I think you mean zero cost abstractions. Which aren't usually zero cost, but just zero additional cost over doing it yourself.

There's no such thing as zero cost multi threading. Just tradeoffs. Rust actually doesn't help with performance here (it gets in the way often) but it definitely does help with correctness - which is truly hard with multi threaded programs.

I mis-worded. I meant safe multi-threading using rust’s abstractions that make this a lot easier and guaranteed, and zero cost meaning no overhead. Is that not the case? maybe not the case with threading.
> You would get the zero-cost multi-threading,

You kinda have to look at how things really work underneath before you can apply buzzwords to a database.

mis-worded. I meant safe multi-threading using rust’s abstractions that make this a lot easier and guaranteed.

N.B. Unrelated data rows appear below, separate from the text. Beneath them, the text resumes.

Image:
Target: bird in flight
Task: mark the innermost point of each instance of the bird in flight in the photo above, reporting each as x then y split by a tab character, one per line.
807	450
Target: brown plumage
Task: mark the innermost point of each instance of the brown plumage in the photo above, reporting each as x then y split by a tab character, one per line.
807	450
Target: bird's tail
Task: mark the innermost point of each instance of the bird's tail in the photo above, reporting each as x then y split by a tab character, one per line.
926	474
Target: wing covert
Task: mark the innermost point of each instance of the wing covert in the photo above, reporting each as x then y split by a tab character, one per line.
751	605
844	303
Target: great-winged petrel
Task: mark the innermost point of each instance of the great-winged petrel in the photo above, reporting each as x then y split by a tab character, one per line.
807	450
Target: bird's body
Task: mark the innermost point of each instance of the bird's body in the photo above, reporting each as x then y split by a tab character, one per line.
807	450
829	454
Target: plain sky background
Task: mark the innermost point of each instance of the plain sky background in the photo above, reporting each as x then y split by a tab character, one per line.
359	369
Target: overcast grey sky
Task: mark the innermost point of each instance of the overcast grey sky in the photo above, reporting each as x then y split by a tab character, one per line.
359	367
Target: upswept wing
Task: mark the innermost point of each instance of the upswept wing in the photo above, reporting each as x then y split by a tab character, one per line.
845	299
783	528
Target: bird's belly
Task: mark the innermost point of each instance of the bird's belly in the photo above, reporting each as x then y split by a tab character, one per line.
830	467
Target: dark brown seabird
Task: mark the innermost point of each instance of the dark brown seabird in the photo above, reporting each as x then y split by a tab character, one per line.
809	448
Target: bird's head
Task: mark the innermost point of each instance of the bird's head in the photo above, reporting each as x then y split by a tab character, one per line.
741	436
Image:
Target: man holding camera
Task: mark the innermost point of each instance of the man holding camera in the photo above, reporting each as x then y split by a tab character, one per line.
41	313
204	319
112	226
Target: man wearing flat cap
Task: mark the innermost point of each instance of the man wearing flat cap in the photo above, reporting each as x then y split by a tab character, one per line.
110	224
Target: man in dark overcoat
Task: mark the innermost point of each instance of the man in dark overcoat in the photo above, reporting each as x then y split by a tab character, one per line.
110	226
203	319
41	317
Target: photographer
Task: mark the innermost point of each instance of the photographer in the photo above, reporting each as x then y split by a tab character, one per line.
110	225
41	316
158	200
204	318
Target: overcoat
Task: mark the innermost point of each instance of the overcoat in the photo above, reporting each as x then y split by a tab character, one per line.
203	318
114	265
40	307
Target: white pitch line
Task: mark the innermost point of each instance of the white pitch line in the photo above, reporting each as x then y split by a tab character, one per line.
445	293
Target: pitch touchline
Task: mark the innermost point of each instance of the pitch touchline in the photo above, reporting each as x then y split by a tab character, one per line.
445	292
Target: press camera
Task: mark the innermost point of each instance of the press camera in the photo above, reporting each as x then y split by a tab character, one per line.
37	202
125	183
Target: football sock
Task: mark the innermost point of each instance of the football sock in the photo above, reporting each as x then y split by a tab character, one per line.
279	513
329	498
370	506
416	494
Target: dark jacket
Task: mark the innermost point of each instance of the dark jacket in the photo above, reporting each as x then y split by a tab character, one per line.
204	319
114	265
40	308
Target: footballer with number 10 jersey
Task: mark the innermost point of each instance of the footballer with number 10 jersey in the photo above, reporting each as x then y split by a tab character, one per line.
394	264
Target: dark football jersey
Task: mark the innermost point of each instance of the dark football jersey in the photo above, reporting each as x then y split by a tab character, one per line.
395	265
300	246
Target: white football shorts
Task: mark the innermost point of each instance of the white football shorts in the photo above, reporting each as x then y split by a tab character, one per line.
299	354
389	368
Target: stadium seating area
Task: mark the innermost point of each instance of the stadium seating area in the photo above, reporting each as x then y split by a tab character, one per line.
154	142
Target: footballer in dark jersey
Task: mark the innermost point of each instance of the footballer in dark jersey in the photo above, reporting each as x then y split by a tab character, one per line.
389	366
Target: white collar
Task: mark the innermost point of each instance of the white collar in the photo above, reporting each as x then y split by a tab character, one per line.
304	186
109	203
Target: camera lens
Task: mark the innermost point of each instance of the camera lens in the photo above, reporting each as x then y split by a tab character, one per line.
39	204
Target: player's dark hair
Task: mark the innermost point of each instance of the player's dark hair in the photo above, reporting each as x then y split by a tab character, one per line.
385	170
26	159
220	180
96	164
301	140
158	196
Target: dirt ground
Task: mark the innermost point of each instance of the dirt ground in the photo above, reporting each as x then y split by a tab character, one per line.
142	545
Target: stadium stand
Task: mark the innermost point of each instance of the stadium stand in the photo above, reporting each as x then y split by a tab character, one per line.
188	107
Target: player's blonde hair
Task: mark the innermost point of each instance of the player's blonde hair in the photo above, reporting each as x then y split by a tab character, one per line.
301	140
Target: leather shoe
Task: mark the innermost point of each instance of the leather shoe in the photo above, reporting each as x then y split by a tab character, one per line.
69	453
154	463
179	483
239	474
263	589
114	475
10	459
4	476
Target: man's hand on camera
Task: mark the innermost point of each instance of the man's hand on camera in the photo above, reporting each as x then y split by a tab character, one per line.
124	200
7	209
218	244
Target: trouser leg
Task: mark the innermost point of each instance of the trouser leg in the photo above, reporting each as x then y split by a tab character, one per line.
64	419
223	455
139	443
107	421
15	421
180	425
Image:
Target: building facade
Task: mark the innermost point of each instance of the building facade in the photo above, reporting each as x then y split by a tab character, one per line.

Is that not the case?
Tokio async runtime for Rust has a tutorial in its user guide https://tokio.rs/tokio/tutorial on writing a mini-redis (https://github.com/tokio-rs/mini-redis).
I've done a C clean room version and I will say that the networking part is as important as the multi-threading the data structures: https://github.com/raitechnology/raids/.

If you go to the landing page of the above, scroll down to the bottom, there is a TCP bypass solution graphed, using Solarflare Open Onload and it is capable of running several times as fast as the Linux Kernel TCP. I didn't test Redis with Open Onload, but I'm pretty sure you'll get a similar results since TCP is a major performance bottleneck in Redis as well.

Does clean room in this case mean you didn't look at the Redis source? Is there some licensing condition where this is required?
No, I don't believe that's what it means in this case. I took the usage to mean that since Rust has memory model which is different enough from C to require a redesign.

I looked at many implementations of Redis and read many KV papers. My redesign reason was similar to a "clean room Rust" reason, I desired a memory model that used shared memory that was independent of the protocol (Redis RESP in this case), allowing multiple processes with different types of protocol services to attach to it.

"Rewrite", then.
Yeah. "Refactor" may be more accurate.
It's been a long time since I've looked at KeyDB, but IIRC KeyDB is just Redis plus a spinlock. It's actually still very performant. There are other "toy" reimplementations of Redis in Rust that take the same approach and aren't even as performant as single threaded Redis.

The next approach you could take is using something like Glommio and take a thread-per-core design to Redis. I think that approach has a lot of potential, but the design becomes more complex (you now need something like distributed transactions for "cross-core" Redis transactions and mutli-gets)

RonDB (NDB Cluster) takes a different approach to threading and claims it's faster than scylladb-style sharding http://mikaelronstrom.blogspot.com/2021/03/designing-thread-...
"ScyllaDB also handles complex query processing in the same engine. RonDB does all complex query processing in MySQL in a separate program." — i.e., as soon as things might get a bit hairy, RonDB punts it off-system. While a clever way to keep performance numbers high, you'd have to also then analyze the MySQL latencies and throughputs to get an overall view of complete system performance.

It's a clever dodge, but it's not a magical way to eliminate the need for those pesky CPU cycle times.

Look a little closer Peter, I doubt you arrived that fast at that conclusion being right.

It's not a dodge, the MySQL process is in the same server and can even use shared memory.

He claims in total to be better.